RATIO:  scale that has equal intervals and an absolute 0; "one can add, subtract, multiply, and divide and one can say something is twice as much as something else, for example, a ruler." (Newman and Newman)

 

RELIABILITY:  the consistency of the test measure (e.g. the test, no matter what it is measuring, will produce the same value or one very close to it every time it is used (For example:  A very reliable test has a high test-retest reliability rate--in which the same test takers fall in the same score range upon re-testing.)

 

1)  Increasing the number of items on a test will increase reliability.

2)  Objective methods of scoring will increase test reliability.

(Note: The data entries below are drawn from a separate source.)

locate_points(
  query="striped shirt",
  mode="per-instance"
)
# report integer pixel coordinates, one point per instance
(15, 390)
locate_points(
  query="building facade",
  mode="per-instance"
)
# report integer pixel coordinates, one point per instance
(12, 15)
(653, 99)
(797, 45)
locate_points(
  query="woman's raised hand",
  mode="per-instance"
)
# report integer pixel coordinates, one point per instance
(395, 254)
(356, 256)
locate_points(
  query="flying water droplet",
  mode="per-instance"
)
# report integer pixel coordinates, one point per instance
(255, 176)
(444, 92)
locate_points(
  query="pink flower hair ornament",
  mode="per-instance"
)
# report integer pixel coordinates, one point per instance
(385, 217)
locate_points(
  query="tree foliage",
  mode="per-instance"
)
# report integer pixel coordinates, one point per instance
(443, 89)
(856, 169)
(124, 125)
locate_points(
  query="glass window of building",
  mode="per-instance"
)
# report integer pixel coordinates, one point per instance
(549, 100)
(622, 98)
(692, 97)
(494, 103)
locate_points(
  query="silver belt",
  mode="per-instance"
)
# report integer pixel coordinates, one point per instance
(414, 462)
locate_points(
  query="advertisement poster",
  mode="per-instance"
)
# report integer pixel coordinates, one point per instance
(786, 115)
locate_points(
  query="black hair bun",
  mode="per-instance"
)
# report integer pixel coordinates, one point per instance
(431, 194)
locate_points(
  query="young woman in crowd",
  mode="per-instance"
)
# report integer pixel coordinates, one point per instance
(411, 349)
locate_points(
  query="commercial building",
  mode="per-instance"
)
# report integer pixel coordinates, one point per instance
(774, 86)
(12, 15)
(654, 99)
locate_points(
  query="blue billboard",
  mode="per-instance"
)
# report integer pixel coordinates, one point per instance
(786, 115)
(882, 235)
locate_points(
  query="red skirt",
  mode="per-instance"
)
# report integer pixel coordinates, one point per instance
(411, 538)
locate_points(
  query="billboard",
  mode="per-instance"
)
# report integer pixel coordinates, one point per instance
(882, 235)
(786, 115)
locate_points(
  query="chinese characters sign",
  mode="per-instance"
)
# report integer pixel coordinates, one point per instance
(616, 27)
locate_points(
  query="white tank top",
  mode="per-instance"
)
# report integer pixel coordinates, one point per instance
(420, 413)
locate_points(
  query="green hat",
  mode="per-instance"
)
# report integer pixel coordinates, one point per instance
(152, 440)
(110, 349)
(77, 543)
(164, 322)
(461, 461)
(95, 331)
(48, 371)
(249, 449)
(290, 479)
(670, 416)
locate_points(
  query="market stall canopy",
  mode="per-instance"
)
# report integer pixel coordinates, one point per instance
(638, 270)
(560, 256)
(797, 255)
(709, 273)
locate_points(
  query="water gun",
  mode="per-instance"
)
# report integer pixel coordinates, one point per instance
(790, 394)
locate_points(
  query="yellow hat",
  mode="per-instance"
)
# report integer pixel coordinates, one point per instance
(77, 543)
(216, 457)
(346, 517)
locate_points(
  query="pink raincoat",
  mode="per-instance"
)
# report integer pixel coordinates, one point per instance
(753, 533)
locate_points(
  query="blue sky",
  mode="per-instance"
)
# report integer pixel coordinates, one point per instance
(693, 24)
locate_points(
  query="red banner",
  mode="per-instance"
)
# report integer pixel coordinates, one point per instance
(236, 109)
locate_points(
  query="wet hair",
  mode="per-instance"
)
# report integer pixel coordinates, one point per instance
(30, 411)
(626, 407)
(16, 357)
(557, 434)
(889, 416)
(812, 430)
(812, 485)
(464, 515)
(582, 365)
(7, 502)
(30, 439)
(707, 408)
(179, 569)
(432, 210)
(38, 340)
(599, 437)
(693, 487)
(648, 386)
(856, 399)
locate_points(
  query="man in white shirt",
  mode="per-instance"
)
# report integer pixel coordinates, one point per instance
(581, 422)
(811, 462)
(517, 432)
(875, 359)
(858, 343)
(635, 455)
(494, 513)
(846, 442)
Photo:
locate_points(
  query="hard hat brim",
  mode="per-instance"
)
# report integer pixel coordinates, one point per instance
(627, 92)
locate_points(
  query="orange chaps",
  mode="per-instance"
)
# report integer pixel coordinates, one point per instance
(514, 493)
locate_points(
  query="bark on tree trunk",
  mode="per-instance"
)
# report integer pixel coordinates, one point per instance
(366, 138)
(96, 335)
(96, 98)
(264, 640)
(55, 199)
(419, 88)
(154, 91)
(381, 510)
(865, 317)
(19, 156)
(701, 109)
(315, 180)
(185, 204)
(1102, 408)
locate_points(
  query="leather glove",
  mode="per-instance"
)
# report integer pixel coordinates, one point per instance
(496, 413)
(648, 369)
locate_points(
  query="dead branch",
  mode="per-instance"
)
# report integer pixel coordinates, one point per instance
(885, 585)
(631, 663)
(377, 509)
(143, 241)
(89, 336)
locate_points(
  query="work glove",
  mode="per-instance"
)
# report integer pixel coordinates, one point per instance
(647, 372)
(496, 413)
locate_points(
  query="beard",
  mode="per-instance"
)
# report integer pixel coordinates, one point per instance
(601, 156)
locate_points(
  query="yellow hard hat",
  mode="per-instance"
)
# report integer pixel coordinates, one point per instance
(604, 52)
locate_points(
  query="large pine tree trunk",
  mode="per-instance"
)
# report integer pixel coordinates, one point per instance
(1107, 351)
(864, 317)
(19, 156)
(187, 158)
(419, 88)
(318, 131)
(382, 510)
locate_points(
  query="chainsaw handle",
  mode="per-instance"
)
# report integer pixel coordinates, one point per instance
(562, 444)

3)  Having a test measure a particular concept is likely to increase the test reliability.  (However, the items should not be interconnected or interdependent.)

4)  The items of a test must be approximately equivalent in item difficulty.

5)  Tests should be administered in a standardized manner, without much variability or subjectivity.  (Newman and Newman)

 

SKEWED DISTRIBUTION:  any distribution in which most of the scores are closer to one end or the other (a non-normal or non-symmetrical distribution), with a positive skew with more scores on the lower end of the distribution (e.g. more low scores than high scores) and a negative skew with more scores on the high end of the distribution (e.g. more high scores than low scores)

 

STANDARD DEVIATION:  the average amount each individual score differs form the mean of its group, calculated by subtracting the mean from each score and squaring the differences to eliminate negative numbers; the sum of the squares is then divided by the number of people (or scores) and the square root is taken of this quotient; this is the most frequently used estimate of variability

 

STATISTICAL MODEL:  mathematical formulas applied to sets of numbers to find certain results

 

STATISTICAL SIGNIFICANCE:  unlikely to occur by only chance (where chance is defined operationally by some alpha level--which is a subjective decision--usually at .05 or .01 or .001); the probability that something is likely to happen other than by simple chance

 

SUBSTANTIVE HYPOTHESIS (research hypothesis):  suggests that a relationship between two or more variables exists, an idea which is usually to be tested through research

 

TARGET POPULATION:  the group about which information is being drawn, sample

 

THEORY:  a set of constructs and definitions asserting the relationship among certain events or variables in order to predict and explain the relationships between the variables (e.g. as in a cause-and-effect or other relationship)

 

TREND ANALYSIS:  a curve fitting technique in which one tries to reflect the relationship between factors over a number of repeated measures or observations, with some future predictability

 

VALIDITY:  the degree to which a test measures what it was designed to measure

 

1)  face validity:  students' reactions tot he test (the least accurate estimate of a test's validity)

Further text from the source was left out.